Synthesis and Stereochemical Determination of the Peptide Antibiotic Novo29.
Maj KrumbergerXingyue LiAdam G KreutzerAaron J PeoplesAnthony G NittiAndrew M CunninghamChelsea R JonesCatherine AchornLosee L LingDallas E HughesJames S NowickPublished in: The Journal of organic chemistry (2023)

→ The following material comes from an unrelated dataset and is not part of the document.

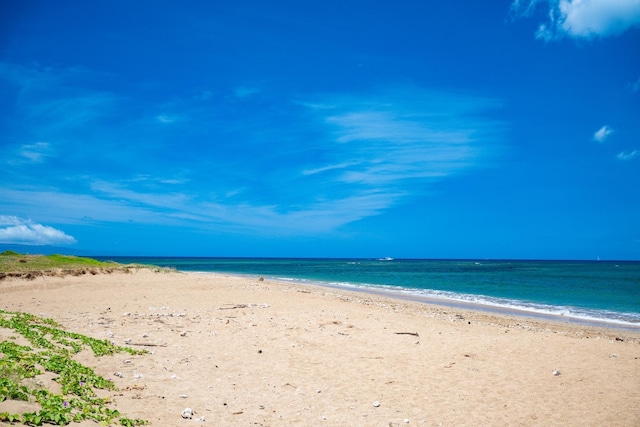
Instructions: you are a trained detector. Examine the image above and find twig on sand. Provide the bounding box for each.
[396,332,420,337]
[127,342,167,347]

This paper describes the synthesis and stereochemical determination of Novo29 (clovibactin), a new peptide antibiotic that is related to teixobactin and is active against Gram-positive bacteria. Novo29 is an eight-residue depsipeptide that contains the noncanonical amino acid hydroxyasparagine of hitherto undetermined stereochemistry in a macrolactone ring. The amino acid building blocks Fmoc-(2 R ,3 R )-hydroxyasparagine-OH and Fmoc-(2 R ,3 S )-hydroxyasparagine-OH were synthesized from ( R , R )- and ( S , S )-diethyl tartrate. Novo29 and epi -Novo29 were then prepared by solid-phase peptide synthesis using these building blocks. Correlation with an authentic sample of Novo29 through 1 H NMR spectroscopy, LC-MS, and in vitro antibiotic activity established that Novo29 contains (2 R ,3 R )-hydroxyasparagine. X-ray crystallography reveals that epi -Novo29 adopts an amphiphilic conformation, with a hydrophobic surface and a hydrophilic surface. Four sets of epi -Novo29 molecules pack in the crystal lattice to form a hydrophobic core. The macrolactone ring adopts a conformation in which the main-chain amide NH groups converge to create a cavity, which binds ordered water and acetate anion. The amphiphilic conformation of epi -Novo29 is reminiscent of the amphiphilic conformation adopted by the related antibiotic teixobactin and its derivatives, which contains a hydrophobic surface that interacts with the lipids of the bacterial cell membrane and a hydrophilic surface that interacts with the aqueous environment. Molecular modeling suggests that Novo29 can adopt an amphiphilic conformation similar to teixobactin, suggesting that Novo29 may interact with bacteria in a similar fashion to teixobactin.